Amid local bio pharmaceutical companies’ active development of new drug technologies, the Korean bio pharmaceutical industry shows mixed results in new technology exportation. The technology export of Kolon Life Science’s degenerative arthritis drug “Invossa” worth 440 billion won (US$407.11 million) to Japan is in peril, while HanAll Biopharma entered into a 550 billion won (US$508.79 million) deal to export the technology of new drug candidate.
HanAll Biopharma announced that it has signed an agreement with Switzerland-based Roivant Sciences to export the technology of its anti-FcRn monoclonal antibody HL161 for US$502.5 million (545.2 billion won). Under the agreement, Roivant will have the exclusive sales rights in Europe, North America, Latin America, Middle East and North Africa when HL161 is commercialized.
HanAll Biopharma, a biotechnology firm acquired by Daewoong Pharmaceutical for 104.6 billion won (US$96.85 million) in 2015, succeeded in exporting the technology of HL161, an antibody biomedicine for autoimmune diseases. Previously, Celltrion developed Remsima, a biosimilar for autoimmune diseases, for the first time in the world. However, HanAll Biopharma has become the first South Korean company that developed an original treatment for autoimmune diseases.
On the other hand, Kolon Life Science announced on the same day that it received a request from Japan’s Mitsubishi Tanabe Pharma to return 2.5 billion yen (US$22.06 million or 23.83 billion won) of contract money, along with the cancellation of the technology export deal of Invossa. Mitsubishi Tanabe said it would rescind the deal because Kolon Life Science did not explain that its subsidiary TissueGene, the developer of Invossa, considered changing the production site for the phase-3 clinical trial in the U.S. when the agreement was signed. The Japanese firm also argued that Kolon Life Science did not deliver the U.S. FDA’s clinical hold letter (CHL), which stated that a clinical trial should begin after receiving approval for the use of the investigational drug for the phase 3 clinical trial.
An official from Kolon Life Science said, “We shared information about it before signing the deal so Mitsubishi Tanabe’s claims do not seem to be sufficient for canceling the deal. When the two companies fail to reach an agreement, we are planning to file for arbitration at the Korean Commercial Arbitration Board.”
Kolon Life Science is in perplexity as Mitsubishi Tanabe notified that it would rescind the technology import deal.
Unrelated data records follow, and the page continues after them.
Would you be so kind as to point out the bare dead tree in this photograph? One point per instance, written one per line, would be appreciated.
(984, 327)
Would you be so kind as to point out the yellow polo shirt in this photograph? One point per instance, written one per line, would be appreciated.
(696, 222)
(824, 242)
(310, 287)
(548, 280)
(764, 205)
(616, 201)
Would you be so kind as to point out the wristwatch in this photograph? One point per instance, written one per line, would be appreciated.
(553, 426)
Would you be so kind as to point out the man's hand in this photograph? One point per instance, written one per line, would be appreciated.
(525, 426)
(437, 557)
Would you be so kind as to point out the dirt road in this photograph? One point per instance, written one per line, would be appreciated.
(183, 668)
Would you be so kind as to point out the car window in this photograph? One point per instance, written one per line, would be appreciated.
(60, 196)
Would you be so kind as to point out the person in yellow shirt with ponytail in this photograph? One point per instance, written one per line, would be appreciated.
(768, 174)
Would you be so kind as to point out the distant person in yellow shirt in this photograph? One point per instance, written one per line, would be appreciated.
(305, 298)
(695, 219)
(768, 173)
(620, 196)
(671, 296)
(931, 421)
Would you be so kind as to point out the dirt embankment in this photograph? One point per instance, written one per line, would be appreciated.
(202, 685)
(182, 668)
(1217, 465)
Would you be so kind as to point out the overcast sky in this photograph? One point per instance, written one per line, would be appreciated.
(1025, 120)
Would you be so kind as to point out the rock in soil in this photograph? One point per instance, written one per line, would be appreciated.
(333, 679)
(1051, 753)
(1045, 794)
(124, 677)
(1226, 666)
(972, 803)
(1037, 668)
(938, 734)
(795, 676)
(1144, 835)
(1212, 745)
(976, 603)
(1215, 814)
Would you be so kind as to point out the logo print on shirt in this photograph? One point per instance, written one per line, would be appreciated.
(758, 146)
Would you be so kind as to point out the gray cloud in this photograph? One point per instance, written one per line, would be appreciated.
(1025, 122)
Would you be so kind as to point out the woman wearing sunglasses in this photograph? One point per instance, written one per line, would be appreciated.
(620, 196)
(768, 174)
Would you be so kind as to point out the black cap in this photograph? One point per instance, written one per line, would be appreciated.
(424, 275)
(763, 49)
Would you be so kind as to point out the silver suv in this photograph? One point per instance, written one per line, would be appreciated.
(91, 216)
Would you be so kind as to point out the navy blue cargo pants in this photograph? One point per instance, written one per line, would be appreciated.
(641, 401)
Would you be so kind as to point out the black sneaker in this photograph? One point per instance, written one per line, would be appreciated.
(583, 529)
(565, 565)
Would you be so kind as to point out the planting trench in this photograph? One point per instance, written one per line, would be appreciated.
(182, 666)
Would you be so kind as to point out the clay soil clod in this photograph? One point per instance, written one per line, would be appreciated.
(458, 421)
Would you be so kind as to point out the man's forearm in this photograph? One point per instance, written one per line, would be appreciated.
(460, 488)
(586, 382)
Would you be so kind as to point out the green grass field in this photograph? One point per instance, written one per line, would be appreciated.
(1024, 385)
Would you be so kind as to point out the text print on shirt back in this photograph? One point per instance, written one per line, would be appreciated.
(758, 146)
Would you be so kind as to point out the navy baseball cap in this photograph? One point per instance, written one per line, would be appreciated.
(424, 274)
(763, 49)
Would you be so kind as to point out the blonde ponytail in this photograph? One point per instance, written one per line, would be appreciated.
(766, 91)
The company entered into the technology export deal of Invossa with Mitsubishi Tanabe in November last year. The deal is worth 45.7 billion yen (US$403.21 million or 44 billion won), including 2.5 billion yen (US$22.06 million or 23.8 billion won) of down payment and 43.2 billion yen (US$381.2 million or 416 billion won) of technical milestones. There are also concerns that the phase 3 clinical trial for Invossa in the U.S., which is scheduled in April next year, can be adversely affected when the contract is canceled.
Invossa, which was developed by Kolon Life Science with 18 years of its research and development, is the world’s first cell-mediated gene therapy for noninflammatory degenerative joint disease. Since Invossa has proved its efficacy in easing pain and improve the function for two years with just one injection in knee, it is considered a rising start that leads the global degenerative arthritis drug market worth 45 trillion won (US$41.69 billion) a year. Invossa has been releasing in South Korea from last month after receiving approval from the Ministry of Food and Drug Safety in July.